L'IA s'Auto-Améliore : Vision, Risques et Impact Futur de Meta
Mark Zuckerberg a récemment exposé une vision audacieuse pour Meta : atteindre une intelligence artificielle qui surpasse l’intellect humain. Sa stratégie repose sur deux éléments cruciaux : attirer les meilleurs talents humains, avec des offres de neuf chiffres pour les chercheurs des Meta Superintelligence Labs, et, surtout, développer des systèmes d’IA auto-améliorants capables de se propulser à des niveaux de performance toujours plus élevés.
Le concept d’auto-amélioration de l’IA la distingue des autres technologies révolutionnaires. Contrairement à CRISPR, qui ne peut pas affiner sa propre cible ADN, ou aux réacteurs à fusion, qui ne peuvent pas concevoir indépendamment des voies vers la viabilité commerciale, les grands modèles de langage (LLM) démontrent la capacité d’optimiser les puces informatiques sur lesquelles ils fonctionnent, d’entraîner efficacement d’autres LLM, et même de générer des idées novatrices pour la recherche en IA. En effet, les progrès dans ces domaines sont déjà évidents.

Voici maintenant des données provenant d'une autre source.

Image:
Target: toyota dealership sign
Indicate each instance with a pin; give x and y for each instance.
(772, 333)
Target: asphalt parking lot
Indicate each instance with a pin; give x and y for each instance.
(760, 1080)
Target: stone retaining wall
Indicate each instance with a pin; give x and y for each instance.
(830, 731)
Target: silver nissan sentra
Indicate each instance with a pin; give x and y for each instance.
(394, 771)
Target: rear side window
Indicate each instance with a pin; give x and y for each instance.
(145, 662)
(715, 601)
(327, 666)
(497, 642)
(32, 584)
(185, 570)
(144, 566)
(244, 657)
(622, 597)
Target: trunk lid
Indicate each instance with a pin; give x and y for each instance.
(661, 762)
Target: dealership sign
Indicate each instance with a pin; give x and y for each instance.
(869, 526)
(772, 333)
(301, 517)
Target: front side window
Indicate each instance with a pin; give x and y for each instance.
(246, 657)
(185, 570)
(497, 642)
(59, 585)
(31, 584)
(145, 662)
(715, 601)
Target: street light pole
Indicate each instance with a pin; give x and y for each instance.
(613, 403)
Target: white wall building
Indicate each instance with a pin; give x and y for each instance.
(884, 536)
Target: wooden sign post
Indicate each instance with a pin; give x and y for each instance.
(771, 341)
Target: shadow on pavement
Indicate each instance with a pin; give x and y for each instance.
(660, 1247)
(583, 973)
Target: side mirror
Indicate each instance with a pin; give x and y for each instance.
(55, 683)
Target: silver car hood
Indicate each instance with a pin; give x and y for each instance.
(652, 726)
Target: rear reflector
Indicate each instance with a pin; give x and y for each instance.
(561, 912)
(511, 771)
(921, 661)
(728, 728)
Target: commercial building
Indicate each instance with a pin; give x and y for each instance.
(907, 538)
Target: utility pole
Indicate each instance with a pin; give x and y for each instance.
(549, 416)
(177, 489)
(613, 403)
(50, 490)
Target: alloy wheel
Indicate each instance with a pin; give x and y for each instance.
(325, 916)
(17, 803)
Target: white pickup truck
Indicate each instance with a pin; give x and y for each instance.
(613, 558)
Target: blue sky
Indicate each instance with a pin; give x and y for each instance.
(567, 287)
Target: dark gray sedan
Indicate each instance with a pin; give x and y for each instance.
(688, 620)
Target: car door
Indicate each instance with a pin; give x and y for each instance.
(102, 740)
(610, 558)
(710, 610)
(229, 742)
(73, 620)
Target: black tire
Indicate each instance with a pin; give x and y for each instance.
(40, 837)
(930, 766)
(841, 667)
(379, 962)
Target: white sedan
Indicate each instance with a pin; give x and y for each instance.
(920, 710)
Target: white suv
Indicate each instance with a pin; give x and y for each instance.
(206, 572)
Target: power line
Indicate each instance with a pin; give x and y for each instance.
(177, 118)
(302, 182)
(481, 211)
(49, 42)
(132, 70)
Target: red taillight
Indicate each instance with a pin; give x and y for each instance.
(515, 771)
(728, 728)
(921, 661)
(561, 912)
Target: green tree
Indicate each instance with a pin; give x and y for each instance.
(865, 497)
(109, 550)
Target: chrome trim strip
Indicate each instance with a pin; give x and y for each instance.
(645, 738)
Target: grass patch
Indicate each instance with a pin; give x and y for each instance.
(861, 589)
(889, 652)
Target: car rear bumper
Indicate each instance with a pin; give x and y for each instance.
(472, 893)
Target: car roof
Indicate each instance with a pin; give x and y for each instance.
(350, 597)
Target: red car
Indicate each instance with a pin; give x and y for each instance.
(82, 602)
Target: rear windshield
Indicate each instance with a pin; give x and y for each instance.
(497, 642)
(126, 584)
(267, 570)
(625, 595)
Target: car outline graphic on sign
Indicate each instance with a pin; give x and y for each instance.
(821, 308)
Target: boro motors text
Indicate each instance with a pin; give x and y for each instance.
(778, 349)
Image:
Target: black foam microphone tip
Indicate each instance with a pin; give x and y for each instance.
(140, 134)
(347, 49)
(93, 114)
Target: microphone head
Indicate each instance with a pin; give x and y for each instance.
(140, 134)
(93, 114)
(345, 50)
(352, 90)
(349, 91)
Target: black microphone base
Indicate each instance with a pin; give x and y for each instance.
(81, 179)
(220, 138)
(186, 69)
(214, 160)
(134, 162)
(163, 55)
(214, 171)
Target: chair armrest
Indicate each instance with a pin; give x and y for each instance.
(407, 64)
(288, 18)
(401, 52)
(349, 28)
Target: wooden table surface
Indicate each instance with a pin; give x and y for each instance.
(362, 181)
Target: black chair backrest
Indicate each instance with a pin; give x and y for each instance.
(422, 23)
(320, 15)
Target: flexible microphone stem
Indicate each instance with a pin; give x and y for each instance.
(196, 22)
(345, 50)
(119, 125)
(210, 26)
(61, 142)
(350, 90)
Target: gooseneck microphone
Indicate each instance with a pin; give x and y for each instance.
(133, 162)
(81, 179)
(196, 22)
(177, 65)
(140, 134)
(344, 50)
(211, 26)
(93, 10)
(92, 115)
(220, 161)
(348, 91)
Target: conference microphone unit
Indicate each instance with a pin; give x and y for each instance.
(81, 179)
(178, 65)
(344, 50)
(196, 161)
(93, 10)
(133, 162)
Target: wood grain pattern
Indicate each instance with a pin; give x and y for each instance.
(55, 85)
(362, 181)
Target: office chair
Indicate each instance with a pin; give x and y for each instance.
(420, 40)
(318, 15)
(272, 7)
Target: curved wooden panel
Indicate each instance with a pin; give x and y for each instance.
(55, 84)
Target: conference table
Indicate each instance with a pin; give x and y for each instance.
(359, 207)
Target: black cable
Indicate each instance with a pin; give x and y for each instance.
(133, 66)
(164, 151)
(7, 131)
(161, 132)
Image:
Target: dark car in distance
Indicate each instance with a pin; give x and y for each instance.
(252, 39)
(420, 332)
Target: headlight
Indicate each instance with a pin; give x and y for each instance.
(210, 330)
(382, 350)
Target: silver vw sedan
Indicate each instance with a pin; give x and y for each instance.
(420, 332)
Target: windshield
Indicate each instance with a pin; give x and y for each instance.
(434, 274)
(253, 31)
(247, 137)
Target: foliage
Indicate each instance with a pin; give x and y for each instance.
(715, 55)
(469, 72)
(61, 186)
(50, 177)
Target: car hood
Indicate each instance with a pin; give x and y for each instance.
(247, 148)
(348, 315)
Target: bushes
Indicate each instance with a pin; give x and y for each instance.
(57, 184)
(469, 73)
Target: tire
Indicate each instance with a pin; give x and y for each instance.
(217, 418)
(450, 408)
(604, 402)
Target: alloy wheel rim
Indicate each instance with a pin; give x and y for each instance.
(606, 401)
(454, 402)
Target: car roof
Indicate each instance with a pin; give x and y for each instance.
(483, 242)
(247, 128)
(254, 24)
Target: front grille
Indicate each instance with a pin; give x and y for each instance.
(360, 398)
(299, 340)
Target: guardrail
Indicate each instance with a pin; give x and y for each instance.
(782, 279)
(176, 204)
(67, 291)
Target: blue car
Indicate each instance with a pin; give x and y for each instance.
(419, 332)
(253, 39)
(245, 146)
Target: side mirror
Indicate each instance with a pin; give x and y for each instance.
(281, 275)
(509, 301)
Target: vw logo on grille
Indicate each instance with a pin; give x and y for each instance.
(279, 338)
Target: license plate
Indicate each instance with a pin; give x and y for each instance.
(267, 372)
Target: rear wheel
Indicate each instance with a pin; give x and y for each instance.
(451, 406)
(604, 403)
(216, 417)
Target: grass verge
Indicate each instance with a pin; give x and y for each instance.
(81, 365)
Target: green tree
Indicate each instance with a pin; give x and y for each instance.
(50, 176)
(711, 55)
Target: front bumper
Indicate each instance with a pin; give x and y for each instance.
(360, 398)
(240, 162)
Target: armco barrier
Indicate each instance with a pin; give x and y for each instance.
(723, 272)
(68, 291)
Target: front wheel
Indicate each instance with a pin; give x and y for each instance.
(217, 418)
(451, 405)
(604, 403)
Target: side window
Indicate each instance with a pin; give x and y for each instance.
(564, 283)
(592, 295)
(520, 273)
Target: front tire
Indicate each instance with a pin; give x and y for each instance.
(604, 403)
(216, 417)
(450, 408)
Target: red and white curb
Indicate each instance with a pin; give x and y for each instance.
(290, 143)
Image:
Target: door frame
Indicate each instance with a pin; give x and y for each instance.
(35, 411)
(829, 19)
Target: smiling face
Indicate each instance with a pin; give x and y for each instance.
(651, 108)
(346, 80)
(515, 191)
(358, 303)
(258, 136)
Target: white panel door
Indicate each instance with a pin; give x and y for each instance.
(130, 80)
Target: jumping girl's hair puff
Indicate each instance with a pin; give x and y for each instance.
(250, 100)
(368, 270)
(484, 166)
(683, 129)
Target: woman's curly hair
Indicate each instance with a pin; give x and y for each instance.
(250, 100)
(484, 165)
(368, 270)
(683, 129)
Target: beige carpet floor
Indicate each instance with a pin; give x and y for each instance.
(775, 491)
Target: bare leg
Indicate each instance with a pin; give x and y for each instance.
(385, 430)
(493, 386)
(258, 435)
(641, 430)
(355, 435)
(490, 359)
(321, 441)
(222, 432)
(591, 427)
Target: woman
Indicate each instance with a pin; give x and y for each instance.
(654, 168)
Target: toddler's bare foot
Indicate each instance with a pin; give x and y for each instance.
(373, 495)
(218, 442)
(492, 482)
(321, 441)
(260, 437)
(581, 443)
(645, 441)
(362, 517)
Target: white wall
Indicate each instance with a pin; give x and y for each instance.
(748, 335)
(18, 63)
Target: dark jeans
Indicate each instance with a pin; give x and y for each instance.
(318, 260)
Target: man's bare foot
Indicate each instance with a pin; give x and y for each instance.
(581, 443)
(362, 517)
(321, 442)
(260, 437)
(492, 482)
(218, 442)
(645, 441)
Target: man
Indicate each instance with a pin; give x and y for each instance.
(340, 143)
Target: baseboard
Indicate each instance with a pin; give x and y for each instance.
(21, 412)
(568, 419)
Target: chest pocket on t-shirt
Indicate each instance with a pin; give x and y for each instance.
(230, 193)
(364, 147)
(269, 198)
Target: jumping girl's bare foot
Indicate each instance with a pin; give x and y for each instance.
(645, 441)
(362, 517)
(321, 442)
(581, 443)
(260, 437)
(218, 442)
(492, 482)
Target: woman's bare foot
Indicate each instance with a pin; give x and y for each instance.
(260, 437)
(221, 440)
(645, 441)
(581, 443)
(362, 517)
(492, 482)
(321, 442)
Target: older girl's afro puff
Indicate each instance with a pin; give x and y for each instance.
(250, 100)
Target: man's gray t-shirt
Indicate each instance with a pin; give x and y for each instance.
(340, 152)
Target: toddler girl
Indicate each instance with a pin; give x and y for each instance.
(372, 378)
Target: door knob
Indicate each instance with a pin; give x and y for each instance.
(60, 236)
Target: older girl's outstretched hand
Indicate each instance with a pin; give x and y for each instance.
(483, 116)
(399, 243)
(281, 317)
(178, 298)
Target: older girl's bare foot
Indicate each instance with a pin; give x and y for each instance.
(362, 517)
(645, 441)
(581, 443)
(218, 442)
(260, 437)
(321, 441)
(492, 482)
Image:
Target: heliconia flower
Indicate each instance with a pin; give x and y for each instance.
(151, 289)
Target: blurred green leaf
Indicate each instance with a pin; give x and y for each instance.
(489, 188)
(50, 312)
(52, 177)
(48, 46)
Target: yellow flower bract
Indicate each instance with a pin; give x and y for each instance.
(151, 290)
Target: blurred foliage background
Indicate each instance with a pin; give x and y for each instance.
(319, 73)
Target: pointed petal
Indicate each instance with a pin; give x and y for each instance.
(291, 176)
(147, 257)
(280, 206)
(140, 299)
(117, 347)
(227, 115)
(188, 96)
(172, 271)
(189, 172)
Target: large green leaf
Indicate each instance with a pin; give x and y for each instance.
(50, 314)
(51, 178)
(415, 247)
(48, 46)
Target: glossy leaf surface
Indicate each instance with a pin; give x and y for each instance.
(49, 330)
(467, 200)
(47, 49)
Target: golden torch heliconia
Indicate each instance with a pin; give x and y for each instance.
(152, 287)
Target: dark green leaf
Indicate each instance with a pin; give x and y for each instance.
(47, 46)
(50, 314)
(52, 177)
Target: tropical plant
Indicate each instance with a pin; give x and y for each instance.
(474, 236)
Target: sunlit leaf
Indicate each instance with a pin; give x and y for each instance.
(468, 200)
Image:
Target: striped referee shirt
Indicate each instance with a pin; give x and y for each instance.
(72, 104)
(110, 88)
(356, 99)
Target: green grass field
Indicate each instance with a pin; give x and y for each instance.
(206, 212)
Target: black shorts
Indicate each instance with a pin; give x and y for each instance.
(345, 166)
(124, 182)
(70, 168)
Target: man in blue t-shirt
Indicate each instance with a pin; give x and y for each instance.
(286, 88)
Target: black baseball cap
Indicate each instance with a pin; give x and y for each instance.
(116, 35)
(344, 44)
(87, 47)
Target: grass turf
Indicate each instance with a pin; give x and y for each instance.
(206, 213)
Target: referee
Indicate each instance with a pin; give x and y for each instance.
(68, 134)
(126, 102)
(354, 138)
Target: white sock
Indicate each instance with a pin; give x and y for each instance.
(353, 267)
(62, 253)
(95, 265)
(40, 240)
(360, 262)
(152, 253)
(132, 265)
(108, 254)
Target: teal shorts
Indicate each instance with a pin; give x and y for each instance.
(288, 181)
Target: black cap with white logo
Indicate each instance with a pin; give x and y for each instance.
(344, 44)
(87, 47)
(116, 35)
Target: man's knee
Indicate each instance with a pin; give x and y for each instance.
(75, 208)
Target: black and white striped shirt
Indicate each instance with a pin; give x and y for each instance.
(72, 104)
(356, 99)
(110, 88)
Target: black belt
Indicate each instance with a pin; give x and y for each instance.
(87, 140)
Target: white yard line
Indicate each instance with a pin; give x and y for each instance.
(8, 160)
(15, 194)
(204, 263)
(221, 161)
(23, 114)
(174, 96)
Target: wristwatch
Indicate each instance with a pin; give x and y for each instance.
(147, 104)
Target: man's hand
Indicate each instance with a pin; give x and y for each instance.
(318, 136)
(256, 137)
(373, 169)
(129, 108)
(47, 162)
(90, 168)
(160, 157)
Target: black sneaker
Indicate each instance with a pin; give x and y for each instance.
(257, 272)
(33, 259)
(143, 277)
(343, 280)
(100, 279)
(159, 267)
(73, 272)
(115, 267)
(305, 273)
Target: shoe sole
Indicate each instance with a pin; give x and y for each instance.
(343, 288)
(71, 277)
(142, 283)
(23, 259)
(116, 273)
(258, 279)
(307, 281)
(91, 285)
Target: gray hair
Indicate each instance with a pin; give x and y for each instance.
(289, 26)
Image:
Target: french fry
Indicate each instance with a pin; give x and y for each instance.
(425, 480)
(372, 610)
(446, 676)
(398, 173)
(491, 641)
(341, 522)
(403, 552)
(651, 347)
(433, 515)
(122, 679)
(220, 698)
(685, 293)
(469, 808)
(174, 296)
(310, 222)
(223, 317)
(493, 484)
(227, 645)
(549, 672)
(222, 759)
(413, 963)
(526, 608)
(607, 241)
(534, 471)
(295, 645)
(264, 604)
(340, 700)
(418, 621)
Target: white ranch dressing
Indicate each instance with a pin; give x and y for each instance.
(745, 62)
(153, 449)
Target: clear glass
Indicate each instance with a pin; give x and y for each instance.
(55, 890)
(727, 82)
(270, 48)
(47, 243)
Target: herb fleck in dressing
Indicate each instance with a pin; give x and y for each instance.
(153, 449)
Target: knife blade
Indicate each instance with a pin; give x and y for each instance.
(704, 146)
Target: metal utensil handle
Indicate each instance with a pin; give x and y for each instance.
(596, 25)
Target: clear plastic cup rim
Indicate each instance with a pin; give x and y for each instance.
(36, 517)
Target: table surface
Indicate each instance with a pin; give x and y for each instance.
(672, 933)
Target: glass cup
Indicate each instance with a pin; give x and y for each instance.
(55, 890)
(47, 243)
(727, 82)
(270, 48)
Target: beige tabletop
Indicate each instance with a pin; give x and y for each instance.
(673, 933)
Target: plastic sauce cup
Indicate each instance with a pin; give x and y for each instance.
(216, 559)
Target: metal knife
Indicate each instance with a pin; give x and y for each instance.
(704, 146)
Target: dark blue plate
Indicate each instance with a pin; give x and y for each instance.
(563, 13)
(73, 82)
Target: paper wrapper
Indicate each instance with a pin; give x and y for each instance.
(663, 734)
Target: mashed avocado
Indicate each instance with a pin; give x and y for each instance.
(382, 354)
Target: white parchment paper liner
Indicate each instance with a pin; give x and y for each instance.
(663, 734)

Zuckerberg envisage un avenir où de telles avancées libéreront l’humanité des tâches mondaines, permettant aux individus de poursuivre leurs objectifs les plus élevés aux côtés de brillants compagnons artificiels hyper-efficaces. Cependant, cette auto-amélioration comporte également des risques inhérents, comme l’a souligné Chris Painter, directeur des politiques de l’organisation à but non lucratif de recherche sur l’IA METR. Si l’IA accélère rapidement ses propres capacités, avertit Painter, elle pourrait rapidement devenir plus habile en piratage, en conception d’armes et en manipulation de personnes. Certains chercheurs postulent même que cette boucle de rétroaction positive pourrait culminer en une “explosion d’intelligence”, propulsant l’IA bien au-delà de la compréhension humaine. Pourtant, il n’est pas nécessaire d’adopter une perspective pessimiste pour reconnaître les graves implications de l’IA auto-améliorante. Les principaux développeurs d’IA comme OpenAI, Anthropic et Google intègrent tous la recherche automatisée sur l’IA dans leurs cadres de sécurité, la classant aux côtés de risques plus reconnus tels que les armes chimiques et la cybersécurité. Jeff Clune, professeur d’informatique à l’Université de la Colombie-Britannique et conseiller principal en recherche chez Google DeepMind, souligne que cette voie représente la “voie la plus rapide vers une IA puissante” et est sans doute “la chose la plus importante à laquelle nous devrions penser”. Inversement, Clune souligne également les immenses avantages potentiels : l’ingéniosité humaine seule pourrait ne pas concevoir les innovations nécessaires pour que l’IA s’attaque finalement à des défis monumentaux comme le cancer et le changement climatique.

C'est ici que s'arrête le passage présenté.